# Conclusions From Analysis

## Exploration Conclusion

| Column | Values Removed | Reason |
| :-- | :-: | :-- |
| All Column | values <= 0 | These are either impossible (e.g. negative amount of sludge in water like `InpA Sludge In Water \[mg/l\]`) or unwanted (e.g. maintenances) |
| Tank1 Content Height | values > 25 m | The tank is probably not higher than 25m |
| Tank2 Content Height | values > 25 m | The tank is probably not higher than 25m |
| Tank1 Sludge Recycle In Flow | values > 150 m3/h | Considering that the InpA and InpB flow rates are never higher than 150 m3/h, it seems that values for `Tank1 Sludge Recycle In Flow` higher than 150 m3/h are outliers | 
| Tank2 Sludge Recycle In Flow | values > 200 m3/h | Same reasoning as above | 
| Exit N03 Dissolved | drop column | Too many missing values (56%) |
| Target | All NaN | Remove all rows without a target, they cant be used for modeling |
| All | 40% missing variables | Remove rows with more than 40% of the row missing |


### Additional Changes 
- Rows with at least one negative variable are removed entirely, as these are periods that we don't want to consider. The other removals shown in the table above are considered outliers. We set these outlying values to 'NaN'. Gaps of NaN that are not too long will be interpolated from neighboring 'good' values.



In [None]:
clean_data = dataset.copy()
# Remove rows where at least one variable is negative or zero
clean_data = clean_data.loc[~(clean_data <= 0).any(axis=1)]
print(f"Removing rows with at least one nonpositive variable: {dataset.shape[0] - clean_data.shape[0]} rows were removed. ")

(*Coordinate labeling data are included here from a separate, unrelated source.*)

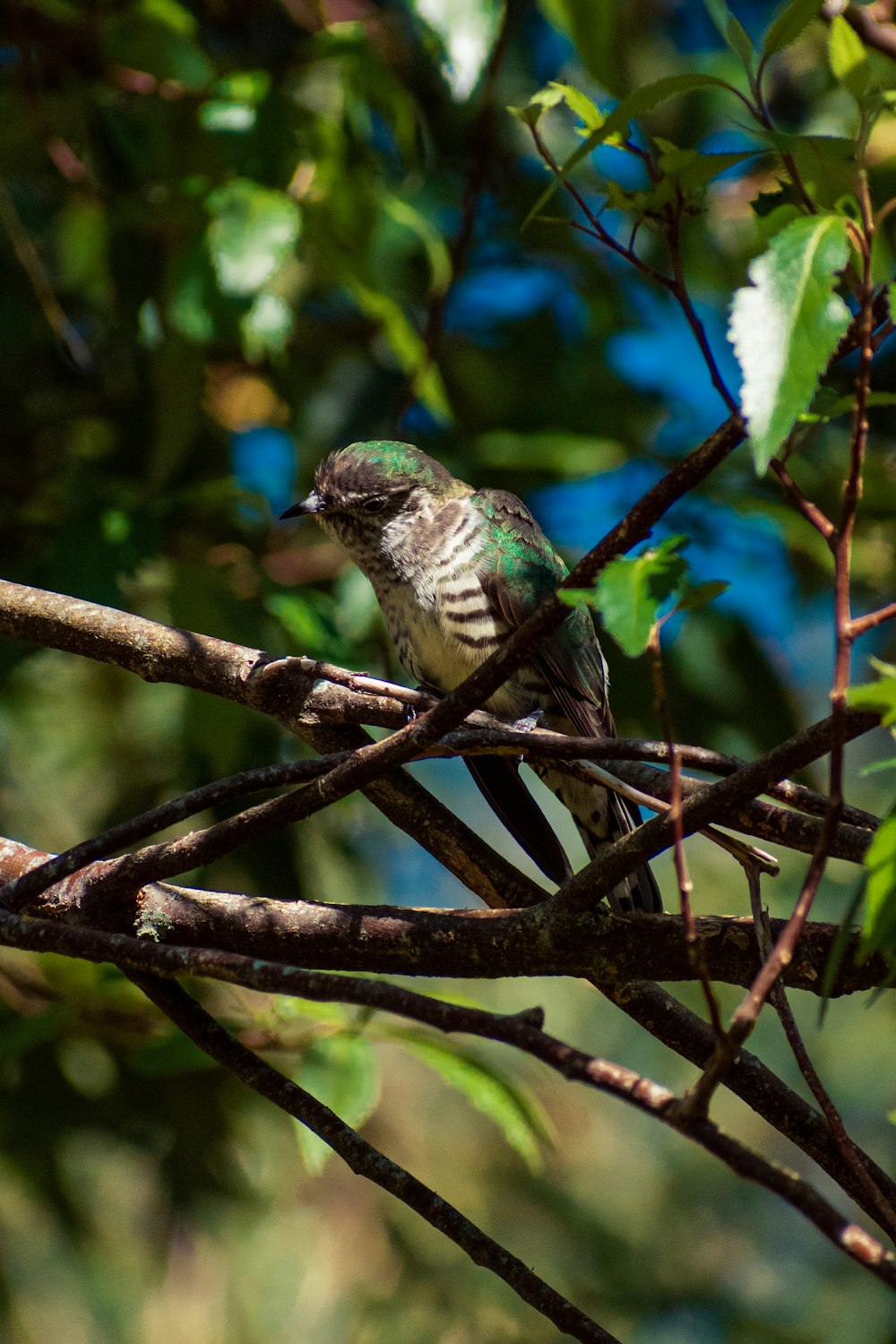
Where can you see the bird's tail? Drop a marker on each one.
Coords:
(600, 817)
(640, 890)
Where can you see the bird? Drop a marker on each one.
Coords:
(455, 570)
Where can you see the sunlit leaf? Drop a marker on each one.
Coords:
(220, 116)
(581, 105)
(632, 590)
(266, 327)
(790, 23)
(731, 30)
(848, 58)
(252, 233)
(616, 124)
(786, 325)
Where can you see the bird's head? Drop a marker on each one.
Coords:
(360, 489)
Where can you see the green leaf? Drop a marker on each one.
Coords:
(788, 24)
(406, 344)
(877, 766)
(848, 58)
(249, 86)
(437, 250)
(630, 591)
(841, 406)
(702, 594)
(879, 929)
(228, 117)
(732, 30)
(739, 40)
(691, 168)
(340, 1072)
(786, 325)
(877, 695)
(591, 26)
(266, 327)
(514, 1110)
(581, 105)
(548, 97)
(169, 1055)
(253, 231)
(616, 124)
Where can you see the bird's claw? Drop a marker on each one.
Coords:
(530, 722)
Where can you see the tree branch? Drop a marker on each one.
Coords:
(366, 1160)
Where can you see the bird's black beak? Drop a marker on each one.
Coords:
(314, 504)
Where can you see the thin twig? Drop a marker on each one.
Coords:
(366, 1160)
(685, 886)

# Handle the tank1 content height outliers:
remove = (clean_data[('Tank 1', 'Content height')] > 25)
clean_data.loc[remove] = np.nan
print(f"Setting values with Tank 1 Content height > 25m to NaN: {remove.sum()} observations were affected.")

# Handle the tank2 content height outliers:
remove = (clean_data[('Tank 2', 'Content height')] > 25)
clean_data.loc[remove] = np.nan
print(f"Setting values with Tank 2 Content height > 25m to NaN: {remove.sum()} observations were affected.")

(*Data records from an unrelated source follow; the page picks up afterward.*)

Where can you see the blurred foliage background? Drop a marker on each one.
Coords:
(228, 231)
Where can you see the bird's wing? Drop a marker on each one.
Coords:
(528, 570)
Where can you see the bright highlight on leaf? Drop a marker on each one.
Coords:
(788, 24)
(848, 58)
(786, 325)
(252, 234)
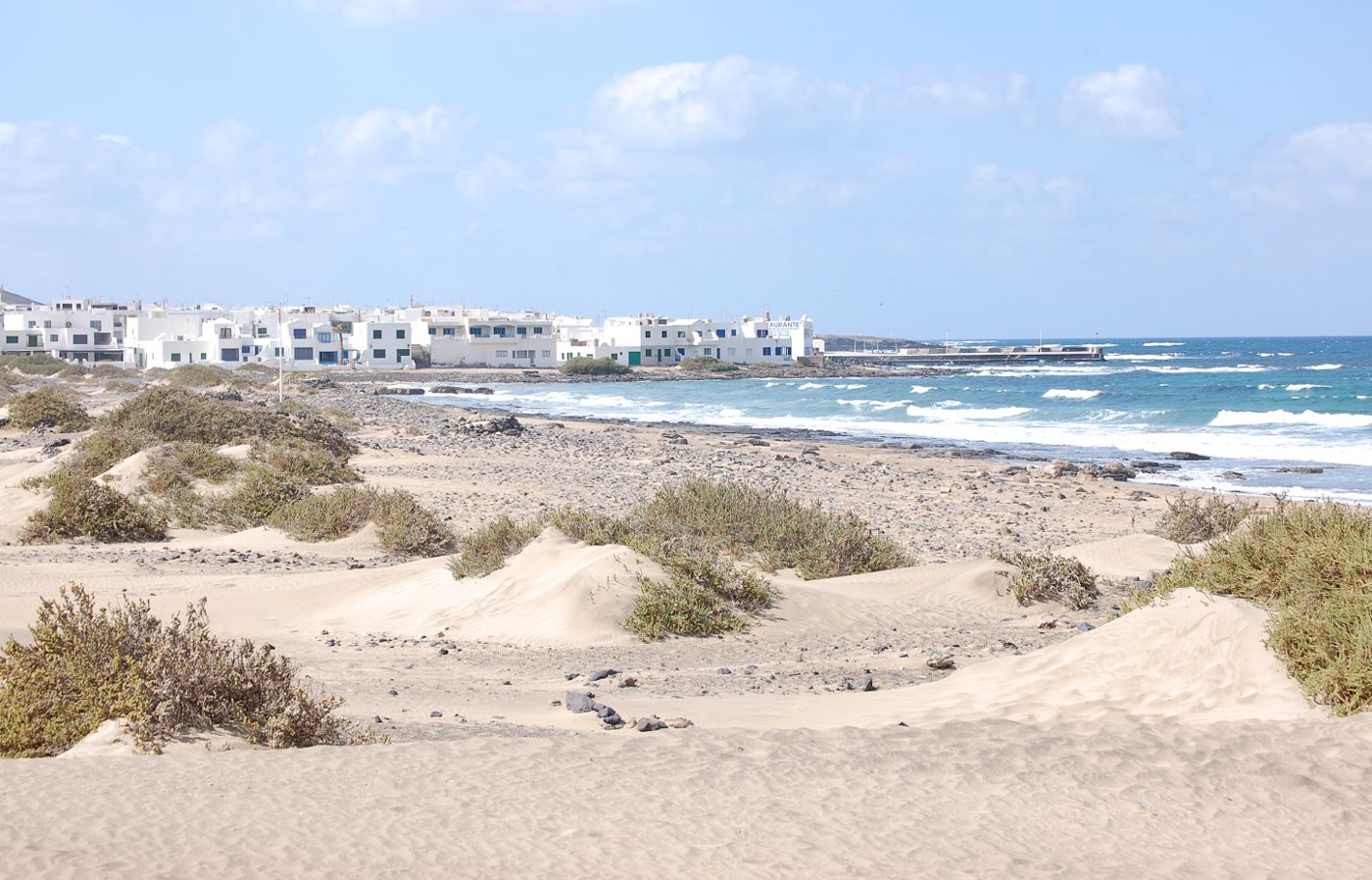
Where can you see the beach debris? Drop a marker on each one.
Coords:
(940, 660)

# Handle the Tank1 Sludge Recycle In Flow outliers:
remove = (clean_data[('Tank 1', 'Sludge recycle in flow')] > 150)
clean_data.loc[remove] = np.nan
print(f"Setting values with Tank 1 Sludge recycle in flow > 150m to NaN: {remove.sum()} observations were affected.")

# Handle the Tank2 Sludge Recycle In Flow outliers:
remove = (clean_data[('Tank 2', 'Sludge recycle in flow')] > 200)
clean_data.loc[remove] = np.nan
print(f"Setting values with Tank 2 Sludge recycle in flow > 200m to NaN: {remove.sum()} observations were affected.")

In [None]:
mask = clean_data[('Exit', 'Target')].isna()
clean_data = clean_data.loc[~mask]

print(f'{mask.sum()} timestamps of the Target variable are missing. These full rows are removed. {clean_data.shape[0]} rows remain.')

threshold = .4 # 40% missing variables in one timestamp

missings = clean_data.isna().sum(axis=1) / clean_data.shape[1]

clean_data = clean_data.loc[missings < threshold]
print(f'{(missings >= threshold).sum()} rows had more missing values than the threshold. {clean_data.shape[0]} rows remain.')

# Re-make the grouped_data and group-names
grouped_data =clean_data.groupby(level=1, axis=1)
# Unique group names, sorted
group_names = sorted(grouped_data.groups.keys(), key=str.casefold)